La escolarización abrió perspectivas más halagüeñas pero en nuestro país el mero hecho de conducir un vehículo moderno y poseer la piel clara podía ser la clave de una vida mejor.
Lo primero que un campesino enseñaba a sus hijos y sobrinos era la esperanza de abrir el camino hacia un mundo moderno como la capital, ya bien sea conduciendo un vehículo del transporte público o por el contrario, crear un tarantín debajo de los edificios más modernos de la ciudad.
Sin embargo, había un aspecto de la política de desarrollo económico que habría sido y resultaba atractivo ya que afectaba a las tres quintas partes o más de los campesinos que vivían de la agricultura: la reforma agraria.
La consigna general de los gobiernos dominicanos fue la distribución de la tierra, aún cuando no significó la gran cosa, -desde la división y el reparto de los latifundios-, entre el campesinado y los jornaleros sin tierra, hasta la abolición de los regímenes de propiedad y las servidumbres de tipo feudal, desde la rebaja en los arrendamientos y sus reformas hasta la nacionalización y colectivización contra revolucionaria de la tierra.
El agricultor dominicano apenas comenzaría a abandonar las cosechas y depredar los conucos.
Es probable que jamás se hayan producido tantas contra reformas agrarias en una sola como sucedió en la década de los setentas donde casi la mitad del género humano se estaba dando cuenta que se hacían más pobres.
No obstante, a pesar de la proliferación de las declaraciones políticas, República Dominicana tuvo demasiadas contra revoluciones, descolonizaciones o derrotas militares como para que hubiese una reforma agraria exitosa.
Los argumentos a favor de la reforma agraria eran básicamente políticos para ganar el apoyo del campesinado.
En algunas ocasiones, aunque la mayoría de reformadores esperaba conseguir un cambio social, con el simple reparto de tierras a campesinos y peones que tenían poca o ninguna tierra, fracasaron.
De hecho, la producción agrícola cayó drásticamente luego de los repartos, aunque la preparación del campesinado mejoró.

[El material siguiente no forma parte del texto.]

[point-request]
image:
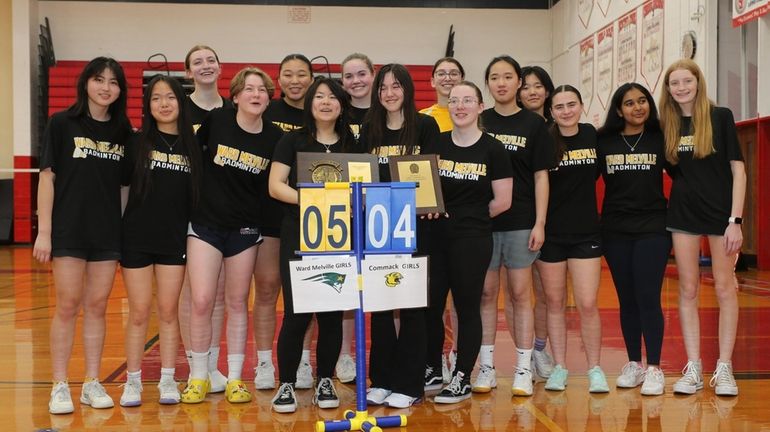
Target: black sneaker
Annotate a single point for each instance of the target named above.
(433, 380)
(285, 401)
(325, 394)
(458, 390)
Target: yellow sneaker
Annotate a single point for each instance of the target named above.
(195, 392)
(236, 392)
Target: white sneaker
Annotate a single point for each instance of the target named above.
(654, 382)
(345, 369)
(692, 378)
(486, 380)
(132, 393)
(400, 400)
(217, 382)
(304, 376)
(377, 395)
(723, 380)
(264, 376)
(93, 394)
(61, 400)
(446, 376)
(542, 365)
(632, 375)
(522, 382)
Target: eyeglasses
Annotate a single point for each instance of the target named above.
(466, 101)
(441, 74)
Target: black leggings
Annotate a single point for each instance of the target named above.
(459, 265)
(294, 325)
(638, 267)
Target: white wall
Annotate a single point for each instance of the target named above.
(679, 16)
(243, 33)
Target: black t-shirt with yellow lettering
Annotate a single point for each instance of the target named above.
(466, 179)
(284, 115)
(235, 168)
(572, 201)
(427, 139)
(198, 114)
(634, 205)
(87, 157)
(702, 189)
(157, 221)
(525, 136)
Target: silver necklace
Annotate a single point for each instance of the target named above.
(632, 147)
(170, 146)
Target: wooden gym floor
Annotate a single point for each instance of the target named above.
(27, 303)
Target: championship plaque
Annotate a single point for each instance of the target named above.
(337, 167)
(422, 169)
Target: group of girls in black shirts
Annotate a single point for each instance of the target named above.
(227, 204)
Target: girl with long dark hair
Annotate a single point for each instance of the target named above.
(79, 208)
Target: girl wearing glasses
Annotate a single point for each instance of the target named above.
(476, 178)
(447, 72)
(518, 233)
(393, 127)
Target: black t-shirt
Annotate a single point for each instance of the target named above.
(634, 203)
(87, 157)
(427, 139)
(284, 115)
(198, 114)
(466, 181)
(525, 136)
(572, 201)
(235, 172)
(702, 189)
(157, 222)
(357, 116)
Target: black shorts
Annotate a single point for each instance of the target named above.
(270, 232)
(228, 242)
(134, 259)
(558, 248)
(87, 254)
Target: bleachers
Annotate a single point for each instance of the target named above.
(63, 78)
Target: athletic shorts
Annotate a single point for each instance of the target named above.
(87, 254)
(228, 242)
(134, 259)
(510, 249)
(270, 232)
(565, 246)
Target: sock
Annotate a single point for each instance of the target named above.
(199, 367)
(524, 358)
(213, 364)
(134, 376)
(486, 355)
(167, 374)
(265, 356)
(234, 366)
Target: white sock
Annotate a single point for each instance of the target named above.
(134, 376)
(524, 359)
(199, 367)
(487, 355)
(167, 374)
(265, 356)
(234, 366)
(213, 364)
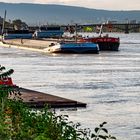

Los argumentos favorables al mantenimiento de un campesinado numeroso eran y son anti económicos ya que en la historia del mundo moderno el gran aumento de la producción agrícola ha ido en paralelo con el declive de los mercados en la medida de la proporción de agricultores, en especial luego de la Guerra Civil de 1965.
La reforma agraria, sin embargo, podía demostrar que el cultivo podía ser más eficiente y flexible sin intermediarios y que el latifundio practicado en tierras despojadas por militares, políticos y empresarios se consideraría una explotación capitalista que hizo que los productos llegaran más caros a los supermercados.